4. Les portraits pour les frontispices de thèses 

La soutenance d’une thèse relevait d’un certain cérémonial propre à chaque université mais présentant de nombreux points communs entre chaque établissement 694 . L’étudiant, généralement jeune et fortuné, désireux de s’attirer les faveurs de personnages haut-placés et influents, commandait le portrait de son futur protecteur pour être placé en frontispice de sa thèse 695 .

Pierre Drevet, spécialisé dans la gravure de portrait, n’a pas réalisé de sujets d’histoire pour les frontispices de thèses. En revanche, de nombreux portraits de lui ont servit pour décorer des thèses qui n’ont pas toutes été retrouvées.
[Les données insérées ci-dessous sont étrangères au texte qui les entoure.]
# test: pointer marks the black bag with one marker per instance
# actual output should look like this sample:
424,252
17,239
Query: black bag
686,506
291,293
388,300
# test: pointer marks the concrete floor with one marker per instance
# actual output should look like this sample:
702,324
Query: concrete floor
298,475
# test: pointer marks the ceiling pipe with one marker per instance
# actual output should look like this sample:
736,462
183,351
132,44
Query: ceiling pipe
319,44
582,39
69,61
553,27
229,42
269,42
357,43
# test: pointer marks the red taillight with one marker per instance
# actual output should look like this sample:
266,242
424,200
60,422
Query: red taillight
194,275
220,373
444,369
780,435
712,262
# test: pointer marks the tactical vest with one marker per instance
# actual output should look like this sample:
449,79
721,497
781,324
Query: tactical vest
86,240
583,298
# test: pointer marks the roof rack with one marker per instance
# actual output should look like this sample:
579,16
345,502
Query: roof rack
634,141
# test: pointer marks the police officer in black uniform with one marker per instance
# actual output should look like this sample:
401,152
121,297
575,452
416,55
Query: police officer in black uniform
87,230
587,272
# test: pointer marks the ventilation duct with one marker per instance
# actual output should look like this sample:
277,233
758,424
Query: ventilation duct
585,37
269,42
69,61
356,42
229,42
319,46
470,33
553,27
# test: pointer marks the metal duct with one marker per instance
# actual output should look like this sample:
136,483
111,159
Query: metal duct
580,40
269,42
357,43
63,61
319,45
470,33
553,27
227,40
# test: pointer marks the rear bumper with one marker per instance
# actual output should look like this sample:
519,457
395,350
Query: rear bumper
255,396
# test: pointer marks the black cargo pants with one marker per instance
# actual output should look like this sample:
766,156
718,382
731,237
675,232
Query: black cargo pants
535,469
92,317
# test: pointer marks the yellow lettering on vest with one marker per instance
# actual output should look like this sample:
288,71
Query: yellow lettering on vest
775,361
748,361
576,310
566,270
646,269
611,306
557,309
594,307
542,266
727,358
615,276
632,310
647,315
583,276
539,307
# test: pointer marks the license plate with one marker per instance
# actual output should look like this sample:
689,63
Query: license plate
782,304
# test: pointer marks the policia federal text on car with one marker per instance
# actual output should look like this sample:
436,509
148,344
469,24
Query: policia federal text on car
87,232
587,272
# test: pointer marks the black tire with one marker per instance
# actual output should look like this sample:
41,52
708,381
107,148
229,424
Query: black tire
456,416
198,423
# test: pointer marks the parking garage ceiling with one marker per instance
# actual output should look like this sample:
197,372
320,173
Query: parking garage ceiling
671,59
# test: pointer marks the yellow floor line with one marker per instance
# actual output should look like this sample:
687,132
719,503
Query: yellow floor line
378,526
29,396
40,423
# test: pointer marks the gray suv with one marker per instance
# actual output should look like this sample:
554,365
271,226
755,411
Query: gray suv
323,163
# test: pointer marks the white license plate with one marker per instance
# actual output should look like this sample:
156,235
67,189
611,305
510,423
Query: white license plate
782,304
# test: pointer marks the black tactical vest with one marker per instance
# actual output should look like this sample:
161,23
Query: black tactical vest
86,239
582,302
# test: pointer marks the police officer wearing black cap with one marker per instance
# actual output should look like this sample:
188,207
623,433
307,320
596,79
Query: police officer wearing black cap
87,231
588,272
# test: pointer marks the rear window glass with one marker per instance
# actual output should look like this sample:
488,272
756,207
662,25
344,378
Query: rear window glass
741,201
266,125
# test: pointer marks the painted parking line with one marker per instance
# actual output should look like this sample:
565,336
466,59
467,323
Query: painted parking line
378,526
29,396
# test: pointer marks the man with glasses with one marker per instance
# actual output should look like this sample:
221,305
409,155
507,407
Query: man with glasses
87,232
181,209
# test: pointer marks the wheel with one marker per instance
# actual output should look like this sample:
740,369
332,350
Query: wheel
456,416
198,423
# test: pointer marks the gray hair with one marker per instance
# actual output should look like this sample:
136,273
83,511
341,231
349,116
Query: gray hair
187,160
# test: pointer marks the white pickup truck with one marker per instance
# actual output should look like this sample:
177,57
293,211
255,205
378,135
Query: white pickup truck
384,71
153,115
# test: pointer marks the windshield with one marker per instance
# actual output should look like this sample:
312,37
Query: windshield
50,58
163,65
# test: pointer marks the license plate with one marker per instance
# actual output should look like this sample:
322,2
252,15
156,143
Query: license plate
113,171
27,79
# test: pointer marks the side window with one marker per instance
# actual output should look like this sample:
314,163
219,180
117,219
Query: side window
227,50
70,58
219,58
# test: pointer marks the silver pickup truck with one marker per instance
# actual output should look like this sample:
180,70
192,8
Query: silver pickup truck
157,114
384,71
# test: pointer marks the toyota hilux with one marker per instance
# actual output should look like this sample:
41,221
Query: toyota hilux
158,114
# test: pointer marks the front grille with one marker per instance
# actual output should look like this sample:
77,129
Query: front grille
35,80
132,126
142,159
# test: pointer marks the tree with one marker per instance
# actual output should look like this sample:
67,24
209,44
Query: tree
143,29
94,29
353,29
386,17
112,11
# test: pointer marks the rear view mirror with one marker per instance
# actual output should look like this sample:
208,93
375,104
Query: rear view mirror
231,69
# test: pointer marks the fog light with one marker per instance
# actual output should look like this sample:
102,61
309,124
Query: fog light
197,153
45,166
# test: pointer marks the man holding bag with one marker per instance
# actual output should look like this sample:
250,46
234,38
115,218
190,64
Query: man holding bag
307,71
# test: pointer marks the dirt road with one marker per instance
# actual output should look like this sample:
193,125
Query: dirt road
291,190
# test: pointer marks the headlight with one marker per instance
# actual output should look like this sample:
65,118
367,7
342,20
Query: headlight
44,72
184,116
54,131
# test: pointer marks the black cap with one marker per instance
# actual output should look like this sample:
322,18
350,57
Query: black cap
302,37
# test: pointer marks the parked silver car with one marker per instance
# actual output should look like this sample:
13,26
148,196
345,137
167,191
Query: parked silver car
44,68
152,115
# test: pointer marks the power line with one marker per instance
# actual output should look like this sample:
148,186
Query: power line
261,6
On est certain qu’il a gravé les portraits des frontispices de neuf thèses, dont quatre sont conservées au département des Estampes de la Bibliothèque Nationale de France et une cinquième, dont le portrait et les positions ont été dissociés. On connaît l’existence des quatre autres thèses par les annonces du Mercure et par des documents d’archives. Les cuivres de ces portraits ont également servi au tirage de nombreux in-folio.

Les cinq thèses retrouvées avec leurs positions ont l’avantage de porter, inscrits dans le texte, le jour, le mois et l’année de la soutenance, permettant ainsi de dater au plus près la réalisation de la gravure. Il s’agit du portrait de Louis Antoine cardinal de Noailles, d’après Justina(cat. P. Dr., n° 48), dont le seul état connu a orné le frontispice de la thèse de théologie soutenue par le frère Jérôme Deschiens en août 1696 ; du portrait de Louis Alexandre de Bourbon, comte de Toulouse, d’après Rigaud (cat. P. Dr., n° 36), dont le second état a figuré en frontispice de la thèse de droit canon soutenue en février 1719 par Jean-Baptiste Thibault; du portrait de Balthazar Henry de Fourcy (cat. P. Dr., n° 75) 696 , d’après Rigaud, dont le cinquième état sert de frontispice à la thèse de philosophie soutenue en août 1722 par frère Claude-Antoine-François Jacquemet ; de celui de Louis Henri de Bourbon, prince de Condé d’après Pierre Gobert (cat. P. Dr., n° 29), dont le seul état connu figure en frontispice de la thèse de théologie de frère Hernault de Montiron soutenue en août 1724 ; et enfin, du portrait de François de Montholon, d’après, probablement, Nicolas de Largillierre(cat. P. Dr., n° 98), pour le frontispice de la thèse de Gabriel Ludovic Nicolas Le Pesant de Boisguilbert Pinterville en 1697 697 .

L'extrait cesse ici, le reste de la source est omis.